- The adoption of autonomous vehicles will depend on trust, control, usefulness, and enjoyment.
- People who enjoy driving and independent control will be less likely to adopt self-driving cars.
- The shift to self-driving cars may lead to lower cognitive or coordination skills and spatial memory.
Autonomous vehicles (AVs) including artificial intelligence AI-powered driverless or self-driving cars have received significant attention as a potentially safer and more sustainable mode of transport. Some researchers believe that by 2050, highways will be unmanned and the global market for self-driving cars will reach about 400 billion U.S. dollars. Even though autonomous vehicles may be increasingly technologically advanced for widespread adoption, people may not be psychologically prepared for this change. As a result, some experts believe they will not become popular in the market until 2040 at the earliest or even later in 2060.
Automated vehicles hold the promise to make driving less tiring, more convenient, and safer, but there are several psychological barriers that will influence the adoption of self-driving cars as well as potential psychological effects if they are adopted more widely.
New research suggests that people who enjoy driving or have a mistrust of AI are least likely to relinquish driving to autonomous vehicles. The group that is most likely to adopt self-driving cars are those who expect it to be an enjoyable and convenient experience. There are additional safety issues, such as the fact that people feel safer and prefer when they are able to take over control of the vehicle if it malfunctions.
There are six levels of autonomous driving as defined by the SAE International (formerly Society of Automotive Engineers):
- Level 0: No Driving Automation
- Level 1: Driver Assistance (e.g., radar-based cruise control)

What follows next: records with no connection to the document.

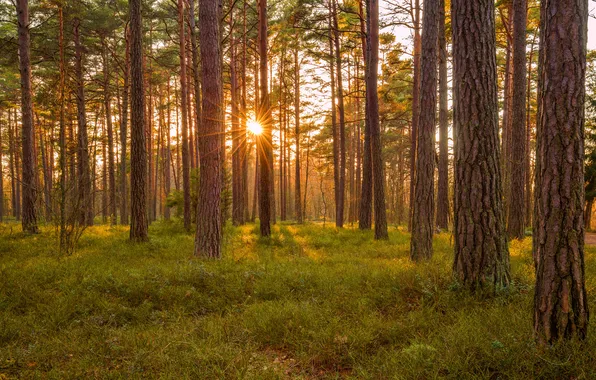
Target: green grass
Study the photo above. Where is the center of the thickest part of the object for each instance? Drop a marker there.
(311, 302)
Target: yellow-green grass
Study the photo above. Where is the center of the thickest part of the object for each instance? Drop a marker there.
(311, 302)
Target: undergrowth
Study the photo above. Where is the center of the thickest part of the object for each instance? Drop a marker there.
(310, 302)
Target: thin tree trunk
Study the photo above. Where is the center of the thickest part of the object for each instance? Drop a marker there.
(372, 103)
(443, 180)
(560, 300)
(481, 253)
(29, 220)
(421, 247)
(138, 153)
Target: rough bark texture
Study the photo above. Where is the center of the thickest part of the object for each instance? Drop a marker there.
(481, 253)
(443, 180)
(264, 141)
(138, 147)
(517, 191)
(372, 102)
(184, 114)
(560, 303)
(29, 214)
(85, 202)
(415, 105)
(421, 246)
(209, 223)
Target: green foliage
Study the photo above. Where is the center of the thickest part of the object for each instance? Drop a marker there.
(310, 302)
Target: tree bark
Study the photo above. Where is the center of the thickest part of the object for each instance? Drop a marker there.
(481, 253)
(29, 212)
(138, 151)
(372, 102)
(209, 223)
(516, 225)
(442, 220)
(421, 246)
(560, 300)
(264, 141)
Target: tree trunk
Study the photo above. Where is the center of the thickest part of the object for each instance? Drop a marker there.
(442, 220)
(85, 203)
(517, 198)
(560, 300)
(481, 253)
(184, 114)
(209, 223)
(297, 190)
(264, 118)
(138, 151)
(421, 246)
(372, 103)
(415, 106)
(123, 136)
(29, 217)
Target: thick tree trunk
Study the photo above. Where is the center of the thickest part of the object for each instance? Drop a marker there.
(366, 195)
(415, 106)
(560, 301)
(85, 203)
(372, 103)
(517, 197)
(264, 141)
(138, 151)
(442, 220)
(29, 217)
(184, 115)
(481, 253)
(421, 246)
(209, 223)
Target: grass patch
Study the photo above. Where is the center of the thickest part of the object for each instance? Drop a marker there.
(310, 302)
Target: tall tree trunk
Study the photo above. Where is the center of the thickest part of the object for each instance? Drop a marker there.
(123, 135)
(209, 223)
(421, 246)
(481, 253)
(184, 114)
(339, 217)
(443, 180)
(517, 191)
(560, 301)
(29, 219)
(108, 114)
(372, 102)
(366, 196)
(85, 203)
(264, 141)
(415, 106)
(297, 190)
(138, 151)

- Level 2: Partial Driving Automation — driving mode controls acceleration/deceleration and steering, but human controls dynamic aspects like changing lanes or turning
- Level 3: Conditional Driving Automation — automated driving system that monitors the environment, but expects human to respond if there is a request to intervene
- Level 4: High Driving Automation — system controls all aspects of driving including if driver does not respond appropriately to request to intervene
- Level 5: Full Driving Automation — full-time automated driving system with no expectation of human intervention
Researchers use varying technology acceptance models to determine whether self-driving cars will be accepted. These models examine variables like intention to use, emotional state, attitude, perceived usefulness, and perceived ease of use. These models are limited because they rely on people being able to imagine and report a future expected emotional experience of an autonomous vehicle.

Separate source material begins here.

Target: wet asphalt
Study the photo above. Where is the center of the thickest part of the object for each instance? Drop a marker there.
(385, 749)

There are also additional methods to measure the user experience of self-driving cars such as using biosensors to measure heart rate, muscle activity, eye movements, and brain waves on electroencephalography (EEG) of passengers during real-world or virtual reality simulations. One exploratory study of 38 participants used a real-world environment and compared the physical reactions of people in self-driving cars to being driven by a human in the same car. There were no differences between stress signals ("arousal"), but eye movements were different. Autonomous vehicle passengers showed much less variable eye movements. Expanding this area of research will shed light on the user experience of autonomous vehicles.

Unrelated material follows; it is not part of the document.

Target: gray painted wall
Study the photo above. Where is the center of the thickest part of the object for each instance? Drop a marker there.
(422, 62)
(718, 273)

There are four main categories of psychological barriers to autonomous vehicles.
1. The Role of Trust
Trust is a major factor that determines whether people intend to use self-driving cars. One recent study found that people were more likely to feel safe as a passenger in the car of a human defensive driver than an autonomous vehicle, even though the driving behavior in the simulator was the same.
This raises the broader question of how to enhance trust with autonomous vehicles and AI. Trust is influenced by media portrayal of autonomous vehicles and AI more broadly. As people become more acclimated to AI as part of daily life, the acceptance of AI as part of the driving experience will likely increase.
2. Sense of Agency and Control
The sense of control associated with driving oneself will be challenging for some people to let go. People who feel independence and agency from driving may not readily hand this control over to an automated system, even if it is technically safer or more efficient.
People may be more willing to ease into a world of autonomous vehicles by adopting Level 3 or Level 4 automated vehicles, which collaborate with a human driver. But this will raise separate issues, such as research findings that cognitive awareness needed to supervise an automated car wanes with time. During the crossover transition period, there may be more traffic issues because humans currently maneuver based on anticipating how other humans drive, not automated systems.
There are also downstream effects of giving up driving control to full automation. Without driving, people will lose the cognitive, coordination, and spatial skills that come with driving. This will be similar to what has happened with spatial navigation. Researchers have confirmed that the increasing reliance on GPS systems for navigation has led to lower spatial memory and less ability to navigate independently.
3. Productivity and Usefulness
People who perceive autonomous vehicles to be useful will be most motivated to adopt them. Those who will prefer to use that driving time more productively doing other things will find self-driving cars more convenient and useful.
4. The Enjoyment Factor
Finally, enjoyment is an important factor. People who enjoy driving are least likely to transition to self-driving cars. Novelty-seekers who anticipate the experience of being in a self-driving car to be fun and entertaining will most likely be early adopters. However, it is unclear if enjoyment alone will be enough to overcome these other psychological barriers. The experience needs to be enjoyable beyond a one-time motivation from the novelty of a new experience in order to be sustained.